Antonio Forzieri, Security Practice Manager in Symantec Italia, ha fatto per IctBusiness una panoramica del fenomeno delle nuove minacce dando alcune indicazioni sulle ragioni alla base dello stesso e su come le aziende dovrebbero affrontarlo.

Antonio Forzieri, Security Practice Manager di Symantec Italia


Gli attacchi ripetuti ai sistemi di Sony o il baco dei sistemi bancari gestiti da RSA ci dicono che gli hacker sono sempre più avanti delle tecnologie di sicurezza o che le aziende non si proteggono a dovere?
La verità sta nel mezzo. Gli hacker hanno l’obiettivo di portare a casa soldi. La visione capitalistica dell’hacking è lo specchio di investimenti finalizzati a vendere e comprare vulnerabilità. Le aziende, mediamente, sono dotate di buoni sistemi di protezione ma le minacce evolvono troppo velocemente e non è quindi scontato riscontrare in azienda una protezione del dato a 360 gradi. Anzi, è corretto dire che questa protezione non c’è. Faccio un esempio: 10 anni fa il firewall era una soluzione al top, oggi non lo è più.
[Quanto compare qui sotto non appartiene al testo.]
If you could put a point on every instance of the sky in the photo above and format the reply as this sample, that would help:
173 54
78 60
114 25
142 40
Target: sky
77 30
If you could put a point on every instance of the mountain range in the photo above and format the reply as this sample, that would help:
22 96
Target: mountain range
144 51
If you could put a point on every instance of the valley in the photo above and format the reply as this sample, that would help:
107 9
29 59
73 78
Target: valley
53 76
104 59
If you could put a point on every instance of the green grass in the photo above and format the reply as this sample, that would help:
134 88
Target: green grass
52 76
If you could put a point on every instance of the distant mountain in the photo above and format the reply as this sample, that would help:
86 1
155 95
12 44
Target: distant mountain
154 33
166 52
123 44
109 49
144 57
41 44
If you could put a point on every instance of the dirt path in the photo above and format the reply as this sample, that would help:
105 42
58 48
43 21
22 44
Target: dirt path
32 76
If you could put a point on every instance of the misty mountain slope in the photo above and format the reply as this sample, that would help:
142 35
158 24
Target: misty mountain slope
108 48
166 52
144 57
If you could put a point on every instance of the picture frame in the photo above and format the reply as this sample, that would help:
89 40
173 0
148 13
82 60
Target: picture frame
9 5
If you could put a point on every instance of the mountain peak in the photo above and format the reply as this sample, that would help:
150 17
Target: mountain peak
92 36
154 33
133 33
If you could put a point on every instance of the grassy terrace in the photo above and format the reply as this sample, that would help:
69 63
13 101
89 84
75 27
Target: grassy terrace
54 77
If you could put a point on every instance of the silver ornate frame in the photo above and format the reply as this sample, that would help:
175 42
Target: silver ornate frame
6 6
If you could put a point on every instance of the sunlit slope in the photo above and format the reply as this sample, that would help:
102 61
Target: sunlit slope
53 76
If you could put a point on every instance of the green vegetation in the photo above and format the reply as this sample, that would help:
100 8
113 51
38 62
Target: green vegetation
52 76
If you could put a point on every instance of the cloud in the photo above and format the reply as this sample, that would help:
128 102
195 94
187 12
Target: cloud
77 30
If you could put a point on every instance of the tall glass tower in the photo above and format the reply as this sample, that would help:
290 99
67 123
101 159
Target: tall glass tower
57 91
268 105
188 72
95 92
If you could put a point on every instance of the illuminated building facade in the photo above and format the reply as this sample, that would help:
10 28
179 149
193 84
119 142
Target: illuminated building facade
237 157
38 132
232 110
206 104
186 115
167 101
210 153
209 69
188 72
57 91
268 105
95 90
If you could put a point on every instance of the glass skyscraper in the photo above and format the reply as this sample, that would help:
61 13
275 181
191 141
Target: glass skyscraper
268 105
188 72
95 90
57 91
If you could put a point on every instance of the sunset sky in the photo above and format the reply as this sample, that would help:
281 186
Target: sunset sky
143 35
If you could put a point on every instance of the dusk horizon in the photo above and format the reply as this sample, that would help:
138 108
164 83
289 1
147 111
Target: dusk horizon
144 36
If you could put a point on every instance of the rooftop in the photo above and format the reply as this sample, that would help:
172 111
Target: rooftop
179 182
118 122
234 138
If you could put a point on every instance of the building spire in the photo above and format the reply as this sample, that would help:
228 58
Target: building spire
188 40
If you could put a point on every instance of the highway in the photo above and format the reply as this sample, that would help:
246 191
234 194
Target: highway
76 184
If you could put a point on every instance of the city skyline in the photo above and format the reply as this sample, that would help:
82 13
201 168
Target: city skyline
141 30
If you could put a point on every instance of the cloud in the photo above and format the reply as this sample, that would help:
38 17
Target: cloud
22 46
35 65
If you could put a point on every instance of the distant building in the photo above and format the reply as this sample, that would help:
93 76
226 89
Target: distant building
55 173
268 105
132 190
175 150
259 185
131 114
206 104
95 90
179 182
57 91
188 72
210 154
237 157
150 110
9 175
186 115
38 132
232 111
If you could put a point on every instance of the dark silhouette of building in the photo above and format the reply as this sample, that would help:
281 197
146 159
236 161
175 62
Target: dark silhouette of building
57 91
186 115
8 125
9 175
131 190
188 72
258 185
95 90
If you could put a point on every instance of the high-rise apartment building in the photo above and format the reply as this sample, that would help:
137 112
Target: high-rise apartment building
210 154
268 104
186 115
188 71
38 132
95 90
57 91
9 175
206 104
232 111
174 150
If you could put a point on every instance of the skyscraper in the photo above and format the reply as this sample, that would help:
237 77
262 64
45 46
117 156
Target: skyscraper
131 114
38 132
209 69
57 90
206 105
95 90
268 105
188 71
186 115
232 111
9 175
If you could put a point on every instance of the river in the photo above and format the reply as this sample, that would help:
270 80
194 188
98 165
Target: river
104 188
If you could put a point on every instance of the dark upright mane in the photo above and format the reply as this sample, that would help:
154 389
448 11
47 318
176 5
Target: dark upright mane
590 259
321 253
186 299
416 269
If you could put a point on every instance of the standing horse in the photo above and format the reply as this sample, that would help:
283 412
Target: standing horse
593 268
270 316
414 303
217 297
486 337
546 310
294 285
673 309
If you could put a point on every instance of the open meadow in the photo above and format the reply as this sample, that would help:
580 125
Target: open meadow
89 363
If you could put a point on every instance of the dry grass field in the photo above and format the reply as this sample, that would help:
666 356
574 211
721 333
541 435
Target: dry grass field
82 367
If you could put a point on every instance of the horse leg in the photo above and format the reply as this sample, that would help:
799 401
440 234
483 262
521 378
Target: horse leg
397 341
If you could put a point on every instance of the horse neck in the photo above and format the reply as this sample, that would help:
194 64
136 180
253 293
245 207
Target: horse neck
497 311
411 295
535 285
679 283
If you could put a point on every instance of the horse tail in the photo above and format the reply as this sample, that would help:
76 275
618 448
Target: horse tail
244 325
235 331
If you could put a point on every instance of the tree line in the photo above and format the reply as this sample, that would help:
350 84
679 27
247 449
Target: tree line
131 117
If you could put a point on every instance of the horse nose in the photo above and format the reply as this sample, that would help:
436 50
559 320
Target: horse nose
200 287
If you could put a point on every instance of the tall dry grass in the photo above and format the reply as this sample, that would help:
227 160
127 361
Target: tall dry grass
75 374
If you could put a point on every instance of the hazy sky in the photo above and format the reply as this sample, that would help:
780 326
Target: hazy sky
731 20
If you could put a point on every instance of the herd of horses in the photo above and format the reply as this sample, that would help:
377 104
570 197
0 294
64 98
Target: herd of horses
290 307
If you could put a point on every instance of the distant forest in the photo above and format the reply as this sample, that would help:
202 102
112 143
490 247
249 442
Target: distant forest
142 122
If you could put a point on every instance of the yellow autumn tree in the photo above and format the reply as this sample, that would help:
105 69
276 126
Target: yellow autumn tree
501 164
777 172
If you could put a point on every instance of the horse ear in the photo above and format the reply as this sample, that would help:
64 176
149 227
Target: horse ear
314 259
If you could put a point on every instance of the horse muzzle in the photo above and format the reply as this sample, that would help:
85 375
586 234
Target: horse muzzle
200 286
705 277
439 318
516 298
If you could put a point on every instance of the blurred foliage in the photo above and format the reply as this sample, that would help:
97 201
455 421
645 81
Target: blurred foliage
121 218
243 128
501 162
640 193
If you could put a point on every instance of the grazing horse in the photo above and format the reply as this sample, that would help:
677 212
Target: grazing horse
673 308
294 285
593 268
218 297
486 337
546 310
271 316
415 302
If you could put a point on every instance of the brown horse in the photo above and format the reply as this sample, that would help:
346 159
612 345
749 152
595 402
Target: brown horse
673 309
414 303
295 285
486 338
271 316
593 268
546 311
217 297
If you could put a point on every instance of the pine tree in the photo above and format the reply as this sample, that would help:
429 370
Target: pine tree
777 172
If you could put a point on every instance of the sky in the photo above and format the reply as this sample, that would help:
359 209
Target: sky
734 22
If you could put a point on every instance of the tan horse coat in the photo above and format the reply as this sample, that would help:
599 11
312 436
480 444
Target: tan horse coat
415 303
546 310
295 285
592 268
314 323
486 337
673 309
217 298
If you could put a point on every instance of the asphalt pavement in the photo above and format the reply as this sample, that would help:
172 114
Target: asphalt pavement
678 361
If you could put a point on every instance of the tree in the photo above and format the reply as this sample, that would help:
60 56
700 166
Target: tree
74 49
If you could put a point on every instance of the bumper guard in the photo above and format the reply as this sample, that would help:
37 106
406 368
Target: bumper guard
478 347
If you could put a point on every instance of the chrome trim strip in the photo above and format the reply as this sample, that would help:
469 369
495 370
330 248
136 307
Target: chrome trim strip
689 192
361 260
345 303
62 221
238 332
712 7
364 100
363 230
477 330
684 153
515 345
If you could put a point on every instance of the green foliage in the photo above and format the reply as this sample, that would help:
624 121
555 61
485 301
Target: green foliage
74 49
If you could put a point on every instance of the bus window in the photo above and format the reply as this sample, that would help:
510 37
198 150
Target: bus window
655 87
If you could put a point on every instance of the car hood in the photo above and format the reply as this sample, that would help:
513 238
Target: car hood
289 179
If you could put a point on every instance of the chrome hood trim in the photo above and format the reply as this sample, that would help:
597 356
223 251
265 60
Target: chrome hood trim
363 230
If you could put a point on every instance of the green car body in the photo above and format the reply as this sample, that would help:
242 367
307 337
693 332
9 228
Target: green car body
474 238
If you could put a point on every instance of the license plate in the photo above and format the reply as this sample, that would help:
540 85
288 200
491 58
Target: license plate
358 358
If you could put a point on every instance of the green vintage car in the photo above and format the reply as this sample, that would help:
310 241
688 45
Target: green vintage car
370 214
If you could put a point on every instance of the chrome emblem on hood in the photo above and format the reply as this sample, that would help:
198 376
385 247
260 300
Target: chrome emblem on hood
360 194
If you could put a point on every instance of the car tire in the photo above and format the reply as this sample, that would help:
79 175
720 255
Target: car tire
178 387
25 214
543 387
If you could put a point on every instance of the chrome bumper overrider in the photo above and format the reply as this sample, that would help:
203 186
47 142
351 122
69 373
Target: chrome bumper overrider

Le banche non sono nei primi due posti, nelle vostre statistiche, come soggetti di attacco degli hacker: è un dato condizionato dal fatto che non denunciano i furti di dati subiti?
La sanità, lo dicono le statistiche, è il settore più oggetto di furti di informazioni, e questo anche perché dispongono di sistemi meno protetti in termini di tracciamento e di rilevazione delle minacce. Ma il comparto bancario è quello che ha perso di più in relazione agli attacchi subiti e finalizzati alla sottrazione dei dati sensibili.

Le media imprese italiane quanto sono consapevoli, da 1 a 10, delle potenzialità delle nuove minacce? E le grandi?
La consapevolezza c’è, sia a livello di Pmi che di medie e grandi imprese. La sicurezza, o per meglio dire gli attacchi ai sistemi informatici, gli ultimi esempi si riferiscono come ben sappiamo a Sony, Sega, Citigroup, locked Martin, sono anche un fenomeno mediatico che interessa un vasto pubblico.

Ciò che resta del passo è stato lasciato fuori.